Anna E Weiser is a Swedish composer / sound choreographer, vocalist, writer, and a Somatic Movement Educator. Her artistic focus is spatial sensibility and listening. Listening is central to her practice, she works from a somatic perspective, in a transdisciplinary sounding art context.

She has studied Music Composition and Free Art at The Gotland School of Music Composition, and holds a Master’s degree in Music – Intermedia – from KMH, The Royal College of Music, in Stockholm, 2010-12, a program in collaboration with the University College of Arts, Craft and Design, and the KTH, Royal Institute of Technology.

Listening with all senses for differences in timbre is for me a way of perceiving the world. I am interested in exploring and communicating the art of listening as a kinesthetic potential. I’m also intrigued by how to make sense of sound. For me life is a transdisciplinary art of movement back and forth through membranes. I see myself as a body of organic systems interconnected with the ones surrounding me, and I see my task as a human being to keep on tuning this interconnectedness, keeping the pathways open. Its important for me to stay in relation, be in connection. I work with organic materials - silk, seeds, paper, grass, clay, etc. – and principles of movement patterns, as a basis for musical works, installations, stage productions, or lyrics. Its the deepest questions about interplay, interconnectedness, about ecosystems, that weave together what I do.
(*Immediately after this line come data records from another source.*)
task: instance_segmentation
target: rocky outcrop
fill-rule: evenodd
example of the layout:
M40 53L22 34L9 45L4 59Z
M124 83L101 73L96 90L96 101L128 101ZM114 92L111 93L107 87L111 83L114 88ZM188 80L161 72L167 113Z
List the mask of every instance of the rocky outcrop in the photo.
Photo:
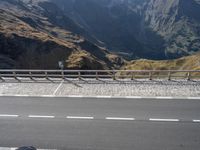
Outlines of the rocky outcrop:
M58 61L66 69L116 67L108 51L76 34L84 30L61 10L36 2L0 1L0 68L57 69Z

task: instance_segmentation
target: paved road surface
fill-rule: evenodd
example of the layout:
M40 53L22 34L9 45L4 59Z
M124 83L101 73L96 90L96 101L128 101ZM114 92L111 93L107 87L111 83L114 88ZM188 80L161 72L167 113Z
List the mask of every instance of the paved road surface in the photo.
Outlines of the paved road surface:
M200 100L0 97L0 146L199 150Z

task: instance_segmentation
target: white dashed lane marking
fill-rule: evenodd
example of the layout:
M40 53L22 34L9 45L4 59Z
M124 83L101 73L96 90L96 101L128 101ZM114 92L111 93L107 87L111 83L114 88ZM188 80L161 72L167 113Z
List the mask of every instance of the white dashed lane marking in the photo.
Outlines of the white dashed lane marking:
M135 120L135 118L106 117L106 120Z
M178 122L180 121L179 119L161 119L161 118L150 118L149 121L166 121L166 122Z
M200 120L193 120L193 122L200 123Z
M0 117L19 117L19 115L0 114Z
M67 116L67 119L94 119L94 117L81 117L81 116Z
M55 116L29 115L29 118L55 118Z

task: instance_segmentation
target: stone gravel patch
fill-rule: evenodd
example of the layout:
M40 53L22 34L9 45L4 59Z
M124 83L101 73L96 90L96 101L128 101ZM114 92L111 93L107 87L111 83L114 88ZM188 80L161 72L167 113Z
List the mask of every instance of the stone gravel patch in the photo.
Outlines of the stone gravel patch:
M56 92L55 92L56 90ZM112 79L30 79L16 82L7 80L0 83L0 94L4 95L53 95L68 96L174 96L199 97L200 80L116 80Z

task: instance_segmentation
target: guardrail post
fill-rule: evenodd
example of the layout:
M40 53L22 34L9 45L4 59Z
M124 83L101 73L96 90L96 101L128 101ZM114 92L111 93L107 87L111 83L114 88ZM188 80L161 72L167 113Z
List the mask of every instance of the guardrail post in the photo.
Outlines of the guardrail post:
M190 72L187 73L187 80L188 80L188 81L191 80L191 73L190 73Z
M149 80L152 80L152 72L149 72Z
M116 80L115 72L113 71L113 80Z
M171 72L168 73L168 80L171 81Z
M32 72L31 71L29 71L29 76L30 76L30 79L32 80L33 77L32 77Z
M61 71L61 76L62 76L62 79L64 80L65 79L65 74L64 74L63 70Z
M131 80L134 80L134 79L135 79L135 73L132 72L131 75L132 75L132 76L131 76Z
M81 72L78 72L78 79L81 80Z
M14 78L17 80L17 74L16 74L15 71L13 71L13 76L14 76Z
M1 76L1 73L0 73L0 80L2 80L2 81L3 81L3 78L2 78L2 76Z
M45 78L46 78L46 79L49 79L49 78L48 78L47 71L45 71Z
M96 72L96 80L98 80L98 79L99 79L98 72Z

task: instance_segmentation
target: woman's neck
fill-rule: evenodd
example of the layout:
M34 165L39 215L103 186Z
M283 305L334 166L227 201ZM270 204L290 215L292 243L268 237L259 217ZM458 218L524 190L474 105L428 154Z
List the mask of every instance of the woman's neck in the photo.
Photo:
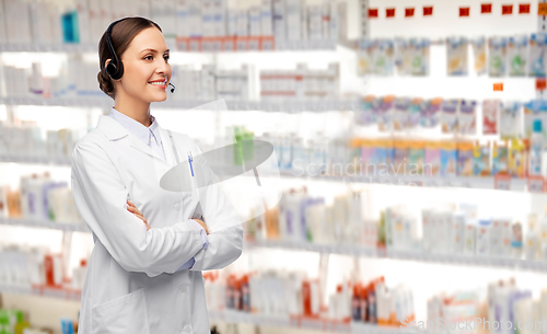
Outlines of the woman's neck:
M124 95L117 96L114 102L114 108L121 114L131 117L146 127L151 125L150 103L136 101L135 99L124 99Z

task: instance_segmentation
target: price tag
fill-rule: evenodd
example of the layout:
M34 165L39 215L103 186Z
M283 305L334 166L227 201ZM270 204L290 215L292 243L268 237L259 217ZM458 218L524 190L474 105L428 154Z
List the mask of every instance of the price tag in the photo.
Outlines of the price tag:
M511 176L509 175L496 175L493 176L493 188L498 191L510 191L511 189Z
M528 192L529 193L543 193L545 191L545 180L542 176L529 176L528 177Z

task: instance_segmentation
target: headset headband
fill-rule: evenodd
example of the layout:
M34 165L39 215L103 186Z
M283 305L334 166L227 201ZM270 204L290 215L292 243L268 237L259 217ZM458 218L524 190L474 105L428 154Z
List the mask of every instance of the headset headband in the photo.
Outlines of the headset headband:
M108 73L108 76L110 76L110 78L114 80L118 80L121 78L121 76L124 76L124 64L121 62L121 60L118 58L118 55L116 55L116 51L114 50L114 45L112 44L112 39L110 39L112 27L116 23L121 22L121 21L127 20L127 19L129 19L129 18L124 18L124 19L114 21L106 28L106 45L108 46L108 49L110 50L110 55L112 55L110 62L108 62L108 65L106 66L106 73Z

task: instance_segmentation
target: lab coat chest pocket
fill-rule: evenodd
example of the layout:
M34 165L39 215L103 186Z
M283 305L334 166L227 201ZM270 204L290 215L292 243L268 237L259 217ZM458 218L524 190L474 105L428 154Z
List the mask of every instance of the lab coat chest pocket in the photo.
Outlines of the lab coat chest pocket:
M92 334L150 334L142 288L92 309Z

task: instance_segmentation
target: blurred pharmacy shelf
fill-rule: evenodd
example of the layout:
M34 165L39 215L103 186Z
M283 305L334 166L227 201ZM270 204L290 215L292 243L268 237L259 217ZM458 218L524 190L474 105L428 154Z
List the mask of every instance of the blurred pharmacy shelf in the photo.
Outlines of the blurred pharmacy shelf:
M195 53L195 54L222 54L222 53L276 53L276 51L317 51L317 50L336 50L337 41L317 39L317 41L276 41L274 49L253 49L246 50L207 50L201 48L200 51L184 51L175 49L173 53ZM344 42L344 45L353 45L354 42ZM67 54L82 54L82 53L96 53L97 46L94 44L0 44L0 53L67 53Z
M61 223L48 220L32 220L32 219L13 219L0 218L0 224L20 226L30 228L55 229L61 231L72 232L90 232L86 224ZM397 250L383 250L372 249L358 245L344 245L344 244L314 244L304 242L291 242L279 240L260 240L260 241L245 241L245 247L268 247L268 249L282 249L294 251L307 251L326 254L341 254L350 256L362 256L373 258L394 258L405 261L417 261L424 263L437 263L445 265L465 265L465 266L481 266L481 267L496 267L520 269L528 272L547 273L547 262L542 261L527 261L519 258L504 258L491 257L479 255L457 255L457 254L432 254L418 251L397 251Z
M28 163L28 164L54 164L54 165L71 165L69 159L48 159L40 157L10 157L0 156L0 162Z
M245 246L251 247L274 247L283 250L309 251L328 254L341 254L363 257L393 258L416 261L424 263L464 265L509 268L529 272L547 273L547 262L528 261L509 257L491 257L480 255L459 255L459 254L432 254L419 251L398 251L385 249L371 249L358 245L342 244L313 244L303 242L287 242L278 240L246 241Z
M50 220L0 217L0 224L51 229L67 232L90 232L90 229L83 222L56 222Z
M70 288L54 288L46 286L16 286L0 284L0 293L30 295L61 300L80 301L81 290ZM255 314L235 310L209 310L209 319L217 322L247 323L258 326L275 326L331 333L352 334L404 334L395 326L377 326L368 323L340 322L323 319L306 319L302 316L276 316ZM409 333L409 332L408 332Z
M359 172L356 172L359 174ZM331 181L347 183L368 183L384 185L406 185L418 187L462 187L474 189L503 189L525 192L528 189L527 178L497 178L494 176L336 176L336 175L300 175L296 172L281 172L283 177L294 177L313 181ZM536 178L533 178L535 182ZM543 181L542 181L543 182Z
M1 162L13 163L39 163L70 166L70 159L47 159L38 157L9 157L0 156ZM357 172L356 172L357 174ZM296 172L281 172L281 177L299 178L310 181L329 181L341 183L365 183L365 184L382 184L396 186L418 186L418 187L461 187L472 189L499 189L511 192L529 192L531 186L534 187L537 182L542 191L544 189L544 181L538 178L497 178L496 176L338 176L338 175L300 175ZM531 192L533 193L533 191ZM539 192L542 193L542 192Z
M0 293L31 295L55 299L80 301L82 291L79 289L48 287L42 285L5 285L0 284Z
M396 326L377 326L368 323L340 322L325 319L309 319L303 316L275 316L263 315L234 310L214 311L209 310L211 321L229 323L248 323L259 326L276 326L299 329L307 331L330 332L330 333L352 333L352 334L403 334L410 333Z
M167 100L158 103L156 108L190 110L211 101L179 101ZM358 100L326 100L326 101L230 101L225 100L229 111L263 111L263 112L330 112L357 111L360 108ZM106 95L75 96L75 97L0 97L0 104L18 106L73 106L73 107L105 107L113 106L113 101Z

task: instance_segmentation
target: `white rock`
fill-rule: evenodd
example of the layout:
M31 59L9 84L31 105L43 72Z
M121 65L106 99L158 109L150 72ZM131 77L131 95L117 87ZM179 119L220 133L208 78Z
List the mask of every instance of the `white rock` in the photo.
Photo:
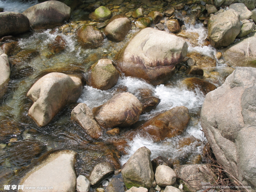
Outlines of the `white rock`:
M88 192L90 189L90 182L83 175L80 175L77 179L77 191Z
M76 190L77 177L74 167L76 153L65 150L50 154L39 166L27 173L20 185L25 186L50 186L51 192L70 192ZM40 190L49 192L47 189ZM25 189L22 192L34 192Z
M240 16L240 20L248 19L252 15L243 3L234 3L230 5L229 8L234 9Z
M173 186L167 186L164 192L180 192L178 189Z
M155 177L156 183L161 187L171 185L176 181L176 175L174 171L169 167L164 165L156 168Z

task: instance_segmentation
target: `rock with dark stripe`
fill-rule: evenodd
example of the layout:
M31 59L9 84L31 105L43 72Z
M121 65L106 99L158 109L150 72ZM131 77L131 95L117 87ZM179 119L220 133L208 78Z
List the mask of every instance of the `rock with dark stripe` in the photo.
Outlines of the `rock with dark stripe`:
M148 27L136 35L116 59L126 76L142 78L157 85L170 79L187 50L182 38Z
M50 1L29 7L23 13L33 29L49 29L60 26L70 18L70 7L63 3Z

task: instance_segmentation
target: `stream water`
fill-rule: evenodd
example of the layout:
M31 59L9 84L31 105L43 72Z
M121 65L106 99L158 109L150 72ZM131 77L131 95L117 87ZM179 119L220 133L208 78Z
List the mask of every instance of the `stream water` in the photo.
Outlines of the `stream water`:
M162 12L165 6L168 6L167 3L160 1L152 3L149 1L119 1L117 5L120 6L120 9L126 10L126 12L134 11L141 6L149 11L154 10ZM114 4L110 1L101 2L102 5L105 6ZM134 7L127 10L126 5L133 2L135 5ZM22 12L37 3L36 1L0 0L0 8L3 8L5 11ZM68 24L70 26L80 20L90 21L88 18L89 12L85 10L83 6L71 12L71 18ZM183 19L182 17L184 16L176 13ZM196 51L215 60L217 62L216 67L204 68L205 74L202 78L217 87L220 86L233 69L228 67L222 60L218 60L215 56L217 51L215 49L210 45L204 45L207 31L202 23L198 22L195 26L188 24L185 25L187 32L198 35L197 45L188 43L188 52ZM104 134L101 140L94 140L82 128L70 120L71 112L77 105L76 103L67 106L49 125L45 127L38 127L27 115L32 103L26 95L39 78L53 72L85 76L87 70L99 59L103 57L113 59L131 37L140 30L133 25L123 41L114 42L105 37L103 45L95 49L81 47L72 31L60 34L50 33L50 30L41 30L19 36L20 48L17 52L33 50L38 54L28 60L19 58L21 64L12 68L8 90L0 103L0 190L3 189L4 185L18 183L24 173L30 167L36 165L41 157L58 149L70 149L77 152L78 154L75 165L77 173L78 175L82 174L87 177L96 164L103 161L110 162L116 168L119 168L120 165L125 163L137 149L144 146L151 151L152 159L163 155L176 164L202 162L204 136L199 120L205 96L199 89L189 91L182 83L182 81L188 77L184 71L176 70L168 82L155 86L140 79L125 77L120 77L117 85L106 91L86 85L77 101L86 103L91 108L105 102L120 87L126 87L128 92L138 97L141 97L141 90L149 90L152 95L160 99L161 102L155 109L141 115L137 125L173 107L180 105L187 107L191 119L186 131L181 135L160 142L154 142L149 136L145 138L138 134L135 134L132 140L128 139L127 132L134 127L121 130L117 136ZM53 41L58 35L64 39L67 48L64 52L49 58L48 44ZM16 58L15 55L12 57ZM122 141L125 143L124 151L119 152L117 146L119 144L122 144L120 143Z

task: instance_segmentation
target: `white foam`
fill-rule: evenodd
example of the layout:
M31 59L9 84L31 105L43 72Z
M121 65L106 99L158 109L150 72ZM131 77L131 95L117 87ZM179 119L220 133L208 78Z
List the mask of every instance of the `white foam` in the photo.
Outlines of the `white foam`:
M4 11L22 13L28 8L38 3L37 0L26 2L17 0L0 0L0 8L4 8Z

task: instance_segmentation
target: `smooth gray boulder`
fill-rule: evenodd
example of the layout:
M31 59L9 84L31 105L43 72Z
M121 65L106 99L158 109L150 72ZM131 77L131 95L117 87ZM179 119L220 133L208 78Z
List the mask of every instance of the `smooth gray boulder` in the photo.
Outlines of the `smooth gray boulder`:
M256 0L225 0L223 5L229 5L236 3L243 3L248 9L252 9L255 8Z
M95 119L105 128L128 127L139 120L142 104L128 92L116 94L106 103L92 110Z
M102 90L111 89L115 85L119 72L109 59L102 59L90 68L88 85Z
M256 68L237 67L207 94L203 130L219 163L256 191Z
M19 185L25 186L53 187L50 190L41 189L49 192L75 191L77 177L74 168L76 152L69 150L59 151L50 154L47 158L27 173ZM19 190L20 192L33 192L34 189Z
M96 187L106 178L114 174L114 170L111 164L108 162L98 163L95 166L89 180L93 187Z
M232 9L210 17L208 35L211 45L219 48L233 42L241 30L239 19L238 14Z
M238 38L242 38L250 34L254 29L255 24L253 22L244 23L241 27L241 30L237 36Z
M183 184L191 192L202 189L202 183L208 183L214 176L206 164L183 165L174 169L177 176L189 182Z
M58 1L48 1L37 4L22 13L29 19L33 29L47 29L60 26L68 20L70 7Z
M226 62L232 66L256 66L256 32L223 50Z
M90 182L83 175L80 175L77 179L77 191L88 192L90 189Z
M154 180L150 160L151 152L145 147L136 151L122 167L122 173L126 188L142 187L149 189Z
M167 186L164 190L164 192L180 192L178 189L173 186Z
M176 175L171 168L164 165L156 168L155 178L157 184L161 187L172 185L176 181Z
M82 89L80 78L57 72L47 74L27 94L34 102L28 115L39 126L45 126L66 105L77 100Z
M252 15L252 13L248 10L243 3L234 3L230 5L229 8L234 9L240 15L240 21L248 20Z
M126 76L142 78L157 85L171 77L175 66L186 56L187 50L182 38L147 27L133 37L116 59Z
M0 37L26 32L29 30L29 26L28 19L22 13L10 11L0 13Z
M116 41L124 39L131 28L131 20L126 17L118 18L108 24L105 28L105 35L109 39Z
M95 121L91 109L86 104L81 103L74 108L71 112L71 119L94 139L98 139L101 136L101 129Z
M11 70L7 55L0 48L0 99L5 94Z

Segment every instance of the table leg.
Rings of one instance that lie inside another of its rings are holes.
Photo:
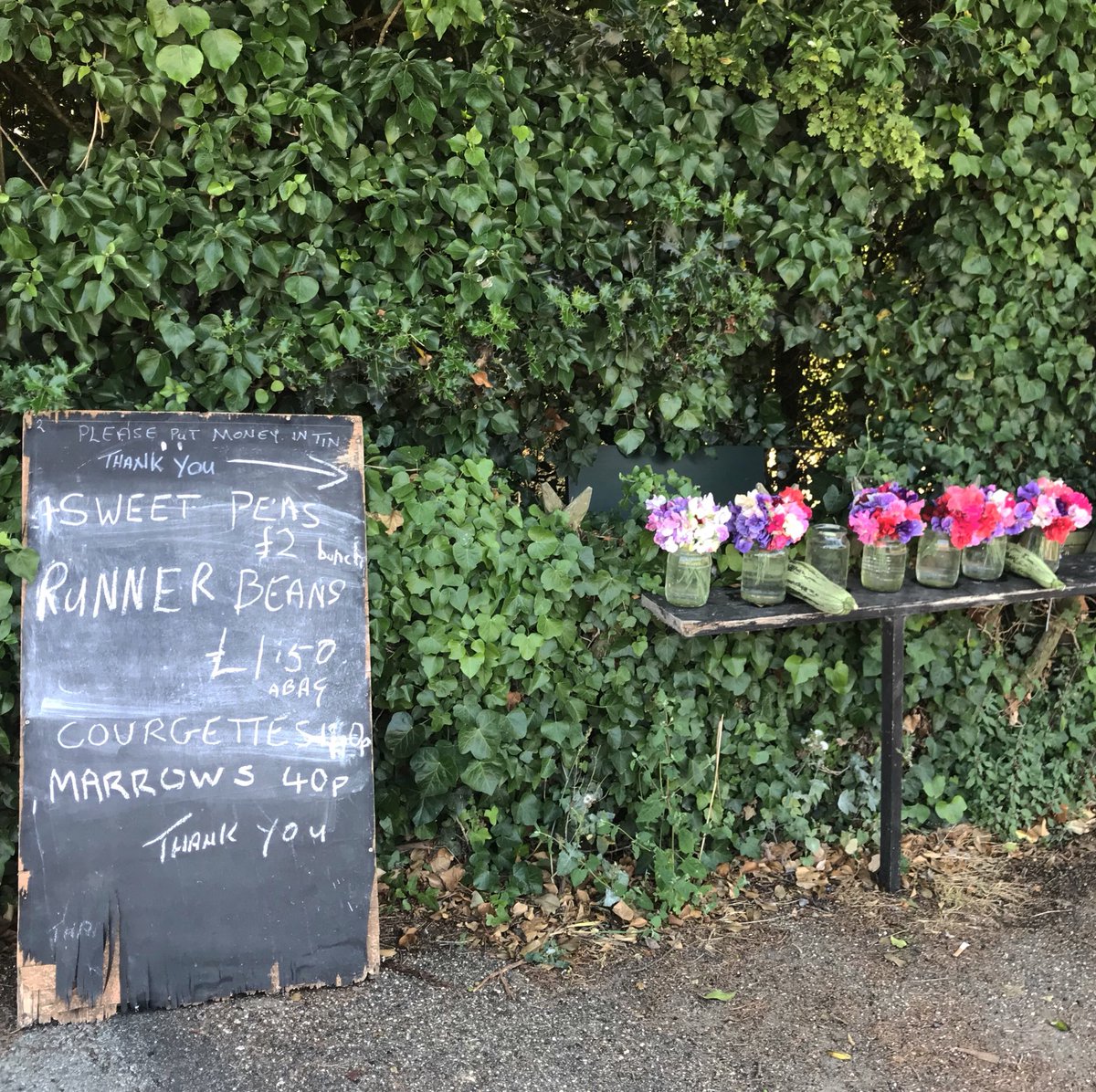
[[[905,616],[882,620],[882,732],[879,747],[879,886],[902,889],[902,713],[905,680]]]

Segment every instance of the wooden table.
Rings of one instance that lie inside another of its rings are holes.
[[[671,607],[661,596],[654,595],[644,595],[641,601],[655,618],[685,637],[879,620],[882,627],[883,671],[878,880],[886,890],[898,892],[901,889],[902,688],[906,618],[943,610],[1096,595],[1096,554],[1063,558],[1058,575],[1065,587],[1053,590],[1037,587],[1017,576],[1006,576],[992,583],[960,578],[954,588],[926,588],[907,577],[905,586],[894,593],[868,591],[860,587],[855,576],[850,576],[849,591],[856,599],[857,609],[847,614],[826,614],[791,598],[776,607],[753,607],[743,602],[737,591],[727,588],[713,588],[705,607]]]

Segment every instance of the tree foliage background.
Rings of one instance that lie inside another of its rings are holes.
[[[370,503],[404,519],[370,542],[390,834],[487,831],[512,871],[545,844],[570,865],[864,823],[869,634],[693,648],[631,599],[657,582],[641,536],[583,542],[499,497],[602,442],[728,440],[834,507],[856,473],[1092,488],[1094,117],[1075,0],[0,0],[0,547],[16,411],[359,413]],[[509,570],[546,528],[544,564]],[[907,696],[932,725],[913,818],[1089,791],[1091,713],[1049,755],[1016,737],[1086,708],[1086,632],[1014,708],[1034,629],[924,622],[914,664],[949,666]],[[742,750],[709,823],[720,711]]]

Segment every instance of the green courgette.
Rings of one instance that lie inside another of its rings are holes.
[[[1009,542],[1005,548],[1005,568],[1025,579],[1034,581],[1041,588],[1065,587],[1042,558],[1015,542]]]
[[[826,614],[847,614],[856,609],[856,600],[840,585],[823,576],[806,561],[788,565],[788,590]]]

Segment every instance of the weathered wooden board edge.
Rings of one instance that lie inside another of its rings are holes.
[[[23,436],[21,438],[22,458],[21,458],[21,490],[20,490],[20,504],[21,504],[21,541],[25,547],[27,543],[27,501],[30,498],[30,480],[31,480],[31,460],[26,453],[26,434],[31,430],[33,422],[37,417],[45,417],[52,421],[61,421],[69,417],[100,417],[100,416],[118,416],[118,415],[136,415],[136,414],[148,414],[151,416],[178,416],[180,411],[145,411],[145,410],[56,410],[50,413],[32,413],[26,411],[23,414]],[[363,434],[362,418],[353,414],[307,414],[307,413],[294,413],[294,414],[243,414],[243,413],[194,413],[190,416],[202,417],[204,419],[209,419],[212,417],[262,417],[266,421],[294,421],[301,418],[312,418],[316,421],[350,421],[351,423],[351,442],[347,449],[347,469],[354,469],[357,471],[358,476],[362,481],[362,553],[366,558],[366,563],[368,564],[368,555],[366,553],[366,533],[365,526],[368,518],[368,506],[367,498],[365,495],[365,444]],[[352,455],[353,452],[353,455]],[[24,579],[22,582],[22,589],[20,595],[20,630],[22,631],[23,622],[23,611],[26,604],[26,588],[27,584]],[[365,581],[364,588],[364,606],[365,606],[365,669],[368,671],[370,662],[370,648],[369,648],[369,582],[368,575]],[[373,686],[370,680],[369,686],[369,698],[372,705],[373,698]],[[20,747],[19,747],[19,811],[18,811],[18,824],[19,831],[23,829],[23,754],[25,748],[23,747],[23,740],[26,727],[26,709],[23,704],[22,687],[20,688],[20,704],[19,704],[19,734],[20,734]],[[369,732],[370,737],[373,734],[373,715],[372,710],[369,712]],[[374,763],[373,763],[373,752],[370,748],[369,755],[369,777],[373,780]],[[374,861],[376,861],[376,816],[374,816]],[[16,852],[16,892],[18,895],[23,895],[26,892],[27,885],[30,883],[30,873],[23,866],[22,853]],[[365,967],[363,968],[359,978],[355,978],[354,981],[363,981],[366,978],[376,977],[380,973],[380,901],[378,895],[378,885],[380,878],[380,870],[374,867],[374,878],[373,888],[369,896],[369,908],[367,911],[366,919],[366,940],[365,940]],[[18,897],[18,896],[16,896]],[[16,915],[18,915],[16,908]],[[16,918],[18,921],[18,918]],[[57,968],[54,964],[38,963],[35,959],[27,957],[23,953],[22,944],[18,940],[16,930],[16,942],[15,942],[15,1022],[19,1027],[31,1027],[34,1024],[71,1024],[71,1023],[96,1023],[102,1020],[107,1020],[110,1016],[116,1015],[122,1008],[122,982],[121,982],[121,938],[107,938],[103,947],[103,995],[100,1000],[94,1004],[88,1004],[78,995],[73,993],[72,1000],[66,1002],[64,998],[57,996]],[[112,953],[114,958],[112,959]],[[317,987],[327,986],[326,982],[315,984]],[[336,984],[342,985],[342,984]],[[349,984],[347,984],[349,985]],[[300,989],[300,986],[295,986],[294,989]],[[307,987],[305,987],[307,988]],[[278,981],[278,967],[277,964],[271,968],[271,989],[272,991],[281,991],[282,987]],[[204,1002],[195,1002],[201,1004]]]
[[[1080,570],[1074,574],[1071,570]],[[732,597],[727,588],[715,589],[716,599],[707,607],[683,610],[671,607],[661,596],[643,594],[640,604],[666,627],[685,637],[715,636],[720,633],[749,633],[757,630],[787,629],[798,625],[825,625],[830,622],[877,621],[881,618],[910,614],[931,614],[947,610],[972,610],[995,607],[1011,602],[1035,602],[1040,599],[1069,599],[1096,595],[1096,556],[1075,554],[1062,559],[1059,573],[1064,587],[1041,588],[1021,581],[1006,577],[1003,582],[979,584],[966,582],[958,591],[933,597],[931,588],[916,585],[918,598],[911,601],[901,591],[893,594],[864,593],[853,587],[855,596],[870,595],[875,601],[858,607],[847,614],[827,614],[804,602],[788,599],[777,607],[751,608],[750,613],[740,617],[720,617],[720,608],[737,605],[741,600]],[[1083,578],[1076,578],[1081,576]],[[698,617],[699,616],[699,617]],[[705,617],[707,616],[707,617]]]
I grew up, and returned in the end of the 90th to the countryside of the Swedish island Gotland in the middle of the Baltic Sea. My decision to study composition and to work as an artist grew out of being a mother wholeheartedly for many years. Children, my own and others, are my best teachers in listening and understanding the necessity for complexity in order to grow simplicity. Growing up and then raising my own children in a small society has strengthened my belief in the importance of artistic presence in rural areas. It questions dominating urban norms in societal development, as well in art. It also questions rural norms when becoming too narrow-minded. 

Together with my husband Wolfgang Weiser, balance artist and teacher of the Alexander Technique, I run Vibrationsverket (Vibration Plant), an educational art centre for sound and balance, currently focusing on developing performances and workshops for children, youth and families.